New jobless claims hit 4.4m last week, the US Labor Department said today. This was a slight fall from last week’s figure of 5.2m but would have been unheard of before the coronavirus crisis. The highest monthly jobless claims figure during the 2008-9 crash was around 800,000.
The surge in new claims for unemployment benefits highlights the huge impact coronavirus is having on the world’s biggest economy. The International Monetary Fund (IMF) has said US GDP could shrink by six per cent in 2020.
The US now has more than half a million cases of coronavirus.
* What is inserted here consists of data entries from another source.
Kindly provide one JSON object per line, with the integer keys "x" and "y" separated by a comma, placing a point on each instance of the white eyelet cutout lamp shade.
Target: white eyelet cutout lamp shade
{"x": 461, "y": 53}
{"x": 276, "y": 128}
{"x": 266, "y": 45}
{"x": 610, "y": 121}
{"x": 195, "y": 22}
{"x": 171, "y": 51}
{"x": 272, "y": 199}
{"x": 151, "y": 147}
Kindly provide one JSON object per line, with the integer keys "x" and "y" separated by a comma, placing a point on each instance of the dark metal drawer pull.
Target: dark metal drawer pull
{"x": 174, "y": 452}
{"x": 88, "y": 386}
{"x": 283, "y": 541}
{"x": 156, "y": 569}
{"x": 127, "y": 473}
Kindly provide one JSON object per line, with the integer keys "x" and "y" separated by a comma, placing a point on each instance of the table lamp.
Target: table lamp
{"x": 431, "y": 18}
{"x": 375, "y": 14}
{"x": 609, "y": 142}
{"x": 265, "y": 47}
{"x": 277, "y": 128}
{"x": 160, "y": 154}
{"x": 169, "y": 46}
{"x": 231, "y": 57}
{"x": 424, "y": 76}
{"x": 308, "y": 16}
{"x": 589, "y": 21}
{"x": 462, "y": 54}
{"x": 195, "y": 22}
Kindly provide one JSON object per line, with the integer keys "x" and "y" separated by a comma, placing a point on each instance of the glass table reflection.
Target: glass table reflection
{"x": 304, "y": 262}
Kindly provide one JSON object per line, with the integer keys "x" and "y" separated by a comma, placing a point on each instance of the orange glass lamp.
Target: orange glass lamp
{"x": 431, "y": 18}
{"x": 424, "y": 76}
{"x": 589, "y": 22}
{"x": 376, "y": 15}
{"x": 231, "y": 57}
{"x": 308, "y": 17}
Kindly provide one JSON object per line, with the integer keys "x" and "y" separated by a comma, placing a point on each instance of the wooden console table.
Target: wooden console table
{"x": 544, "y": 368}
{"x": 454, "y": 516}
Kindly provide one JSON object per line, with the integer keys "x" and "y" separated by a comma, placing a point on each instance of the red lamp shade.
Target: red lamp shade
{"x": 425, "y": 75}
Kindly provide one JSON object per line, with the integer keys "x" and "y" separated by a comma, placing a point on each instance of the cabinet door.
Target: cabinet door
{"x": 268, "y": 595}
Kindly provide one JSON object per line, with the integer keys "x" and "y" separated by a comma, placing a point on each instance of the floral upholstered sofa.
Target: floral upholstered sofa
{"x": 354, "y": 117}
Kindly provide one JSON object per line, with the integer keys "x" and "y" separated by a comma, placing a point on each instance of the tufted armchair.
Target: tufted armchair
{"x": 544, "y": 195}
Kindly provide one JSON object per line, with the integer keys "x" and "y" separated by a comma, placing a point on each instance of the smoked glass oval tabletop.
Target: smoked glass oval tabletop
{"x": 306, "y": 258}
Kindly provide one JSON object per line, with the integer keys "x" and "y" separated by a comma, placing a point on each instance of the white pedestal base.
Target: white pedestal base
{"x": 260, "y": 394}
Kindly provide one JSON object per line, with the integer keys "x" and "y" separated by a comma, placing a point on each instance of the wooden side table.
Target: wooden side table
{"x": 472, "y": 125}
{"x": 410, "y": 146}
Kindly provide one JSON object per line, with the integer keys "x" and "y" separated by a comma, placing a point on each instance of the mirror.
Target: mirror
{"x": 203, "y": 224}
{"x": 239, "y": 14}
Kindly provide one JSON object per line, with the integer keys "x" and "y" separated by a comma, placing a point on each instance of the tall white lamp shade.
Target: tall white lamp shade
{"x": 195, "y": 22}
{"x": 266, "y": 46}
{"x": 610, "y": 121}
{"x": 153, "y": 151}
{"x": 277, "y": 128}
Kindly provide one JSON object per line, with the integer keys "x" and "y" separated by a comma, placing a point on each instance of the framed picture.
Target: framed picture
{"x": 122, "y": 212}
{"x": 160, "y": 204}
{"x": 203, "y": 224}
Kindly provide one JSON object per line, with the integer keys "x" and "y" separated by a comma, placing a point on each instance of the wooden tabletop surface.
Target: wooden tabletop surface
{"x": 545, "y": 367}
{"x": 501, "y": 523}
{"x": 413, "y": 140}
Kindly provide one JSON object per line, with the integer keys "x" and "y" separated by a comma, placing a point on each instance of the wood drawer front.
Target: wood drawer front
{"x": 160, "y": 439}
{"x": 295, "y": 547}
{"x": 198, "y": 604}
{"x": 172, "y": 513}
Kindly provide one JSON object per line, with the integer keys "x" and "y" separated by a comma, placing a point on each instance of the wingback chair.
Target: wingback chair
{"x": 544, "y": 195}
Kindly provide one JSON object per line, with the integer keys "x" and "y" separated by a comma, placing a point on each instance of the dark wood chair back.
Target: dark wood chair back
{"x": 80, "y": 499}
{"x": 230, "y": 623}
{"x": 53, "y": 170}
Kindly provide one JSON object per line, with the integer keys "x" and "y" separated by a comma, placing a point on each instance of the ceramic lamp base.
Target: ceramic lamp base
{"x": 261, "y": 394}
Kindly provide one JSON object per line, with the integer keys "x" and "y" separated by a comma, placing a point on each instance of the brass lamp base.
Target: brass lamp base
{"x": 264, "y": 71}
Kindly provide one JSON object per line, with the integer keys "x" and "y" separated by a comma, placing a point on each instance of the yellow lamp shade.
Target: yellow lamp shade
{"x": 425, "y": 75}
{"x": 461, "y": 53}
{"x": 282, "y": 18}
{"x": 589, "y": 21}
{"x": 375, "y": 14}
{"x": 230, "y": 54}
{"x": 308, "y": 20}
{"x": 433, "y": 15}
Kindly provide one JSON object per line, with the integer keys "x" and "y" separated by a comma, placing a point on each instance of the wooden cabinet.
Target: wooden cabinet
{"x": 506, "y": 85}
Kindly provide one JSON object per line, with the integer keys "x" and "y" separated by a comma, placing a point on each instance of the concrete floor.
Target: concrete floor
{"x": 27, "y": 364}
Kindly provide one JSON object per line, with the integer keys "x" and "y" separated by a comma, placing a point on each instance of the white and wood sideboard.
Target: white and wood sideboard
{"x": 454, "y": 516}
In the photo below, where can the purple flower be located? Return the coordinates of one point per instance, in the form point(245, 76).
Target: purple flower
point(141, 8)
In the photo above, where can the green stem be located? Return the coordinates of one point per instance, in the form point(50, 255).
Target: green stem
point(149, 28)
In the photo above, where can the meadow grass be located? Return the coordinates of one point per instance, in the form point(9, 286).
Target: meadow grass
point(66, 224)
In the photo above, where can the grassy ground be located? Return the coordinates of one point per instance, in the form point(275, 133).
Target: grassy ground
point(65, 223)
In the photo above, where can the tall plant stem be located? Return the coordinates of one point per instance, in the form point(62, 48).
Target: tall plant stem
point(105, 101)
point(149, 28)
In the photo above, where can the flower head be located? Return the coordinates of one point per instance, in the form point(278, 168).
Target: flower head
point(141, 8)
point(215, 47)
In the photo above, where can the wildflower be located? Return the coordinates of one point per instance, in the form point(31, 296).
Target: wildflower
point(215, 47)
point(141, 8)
Almost 28,000 people have died. However, there have been some signs that the number of new cases is peaking.
Coronavirus will continue to wreak havoc on the economy, however. JP Morgan analyst Daniel Silver said the US unemployment rate could hit 20 per cent.
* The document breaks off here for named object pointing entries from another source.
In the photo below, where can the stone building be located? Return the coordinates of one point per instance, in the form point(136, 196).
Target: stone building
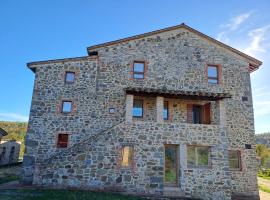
point(9, 150)
point(166, 113)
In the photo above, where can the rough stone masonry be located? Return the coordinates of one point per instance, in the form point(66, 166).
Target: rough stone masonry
point(101, 123)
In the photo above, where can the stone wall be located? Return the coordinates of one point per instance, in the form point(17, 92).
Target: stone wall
point(97, 162)
point(176, 60)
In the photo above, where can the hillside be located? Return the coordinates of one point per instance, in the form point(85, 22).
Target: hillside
point(16, 131)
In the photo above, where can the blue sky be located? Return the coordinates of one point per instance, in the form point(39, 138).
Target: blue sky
point(33, 30)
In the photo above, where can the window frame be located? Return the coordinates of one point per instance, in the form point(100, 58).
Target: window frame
point(131, 161)
point(218, 78)
point(136, 72)
point(62, 106)
point(139, 117)
point(196, 157)
point(71, 72)
point(60, 143)
point(167, 117)
point(239, 159)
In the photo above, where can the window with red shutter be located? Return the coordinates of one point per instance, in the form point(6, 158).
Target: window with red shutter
point(62, 141)
point(206, 113)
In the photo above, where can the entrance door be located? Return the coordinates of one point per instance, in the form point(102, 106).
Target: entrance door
point(171, 165)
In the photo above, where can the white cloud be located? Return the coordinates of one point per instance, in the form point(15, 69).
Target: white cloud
point(259, 40)
point(261, 101)
point(233, 24)
point(236, 21)
point(13, 117)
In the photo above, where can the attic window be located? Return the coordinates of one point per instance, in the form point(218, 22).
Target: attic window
point(93, 53)
point(213, 74)
point(62, 141)
point(138, 69)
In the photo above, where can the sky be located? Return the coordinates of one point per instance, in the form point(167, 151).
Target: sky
point(33, 30)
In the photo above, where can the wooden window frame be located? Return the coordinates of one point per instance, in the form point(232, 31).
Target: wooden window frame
point(62, 106)
point(168, 115)
point(239, 158)
point(133, 72)
point(69, 82)
point(218, 78)
point(138, 117)
point(60, 143)
point(196, 157)
point(177, 146)
point(131, 162)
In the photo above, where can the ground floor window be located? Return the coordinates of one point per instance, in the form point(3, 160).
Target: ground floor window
point(171, 164)
point(127, 156)
point(234, 159)
point(198, 156)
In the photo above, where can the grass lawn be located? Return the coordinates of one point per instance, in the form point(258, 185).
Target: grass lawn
point(10, 173)
point(44, 194)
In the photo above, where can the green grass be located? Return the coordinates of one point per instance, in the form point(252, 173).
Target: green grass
point(264, 177)
point(44, 194)
point(264, 188)
point(9, 173)
point(8, 178)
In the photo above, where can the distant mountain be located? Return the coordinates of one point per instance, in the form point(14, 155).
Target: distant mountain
point(263, 138)
point(16, 131)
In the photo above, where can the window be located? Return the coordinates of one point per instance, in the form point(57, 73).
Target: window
point(137, 108)
point(234, 159)
point(198, 156)
point(138, 70)
point(70, 77)
point(166, 110)
point(212, 74)
point(127, 156)
point(66, 106)
point(199, 114)
point(62, 140)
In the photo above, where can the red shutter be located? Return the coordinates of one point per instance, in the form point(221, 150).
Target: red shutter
point(189, 113)
point(62, 140)
point(206, 113)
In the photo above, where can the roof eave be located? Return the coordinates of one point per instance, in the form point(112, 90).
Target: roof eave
point(255, 62)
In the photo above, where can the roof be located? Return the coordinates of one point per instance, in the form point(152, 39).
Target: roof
point(3, 132)
point(191, 95)
point(254, 63)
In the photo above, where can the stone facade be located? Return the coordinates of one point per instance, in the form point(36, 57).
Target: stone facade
point(176, 60)
point(9, 152)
He said most of the job losses so far had likely come in lower-wage industries such as transport, food services, entertainment and accommodation.
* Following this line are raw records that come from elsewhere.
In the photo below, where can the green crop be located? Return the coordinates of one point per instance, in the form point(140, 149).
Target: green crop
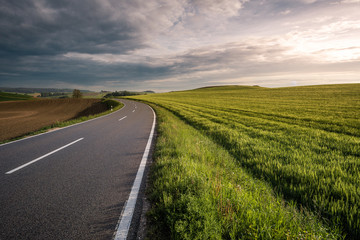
point(303, 141)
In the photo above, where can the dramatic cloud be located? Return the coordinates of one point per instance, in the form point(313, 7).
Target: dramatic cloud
point(178, 44)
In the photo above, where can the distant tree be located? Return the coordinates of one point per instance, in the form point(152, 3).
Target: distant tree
point(77, 93)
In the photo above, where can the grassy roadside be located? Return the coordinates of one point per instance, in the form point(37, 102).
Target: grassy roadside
point(198, 191)
point(115, 104)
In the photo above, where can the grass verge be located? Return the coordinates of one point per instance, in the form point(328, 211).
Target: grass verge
point(199, 191)
point(115, 105)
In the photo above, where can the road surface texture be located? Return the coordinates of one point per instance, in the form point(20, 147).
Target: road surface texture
point(73, 183)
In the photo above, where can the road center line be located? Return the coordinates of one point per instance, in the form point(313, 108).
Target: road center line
point(44, 156)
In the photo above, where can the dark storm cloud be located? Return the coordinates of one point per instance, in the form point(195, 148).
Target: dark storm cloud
point(55, 27)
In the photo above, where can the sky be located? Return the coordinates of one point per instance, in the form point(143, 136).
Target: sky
point(168, 45)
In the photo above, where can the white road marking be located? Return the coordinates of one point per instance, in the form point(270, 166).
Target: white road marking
point(127, 214)
point(26, 138)
point(39, 158)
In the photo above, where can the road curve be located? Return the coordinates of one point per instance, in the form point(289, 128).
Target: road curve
point(73, 183)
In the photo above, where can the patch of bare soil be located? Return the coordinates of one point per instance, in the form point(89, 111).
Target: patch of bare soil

However, Silver said: “We expect job losses to spread much more widely to white-collar occupations… as a broader recession reverberates through the economy.”
US faces lockdown dilemma
There have been a number of protests against coronavirus lockdown measures across the US in recent days, mostly in traditionally Republican areas.
US President Donald Trump has fanned some of the resentment over lockdowns and their economic effects. However, with coronavirus still spreading, reopening the economy could be highly dangerous and puts the President in a difficult position in an election year.
The data today showed that Colorado and New York, the state most affected by coronavirus, suffered the biggest increase in jobless claims last week with more than 50,000 each.
The highest insured unemployment rates – the percentage of people receiving jobless benefits – were in Michigan (17.4 per cent), Rhode Island (15 per cent), and Nevada (13.7 per cent).
Stock markets took little notice of the surge in unemployment in the world’s largest economy, however.
The lack of movement following economic data has been a trend during the coronavirus crisis, with investors choosing to focus on stimulus measures. Congress is today expected to pass a $480bn (£390bn) stimulus bill that will take its total cash injection to around $3 trillion.
Wall Street’s S&P 500 and Nasdaq indices were set to open higher. The Dow Jones was scheduled for a small drop, according to futures prices.
Neil Birrell, chief investment officer at Premier Miton Investors, said: ‘It is difficult to know just how bad an employment number, or any other economic data point needs to be to hurt markets.
“As bad as it sounds, another 4.42m initial jobless claims in the US is not it, whilst the government and the [US Federal Reserve] are standing firm. Policy vs. reality, for now policy is winning.”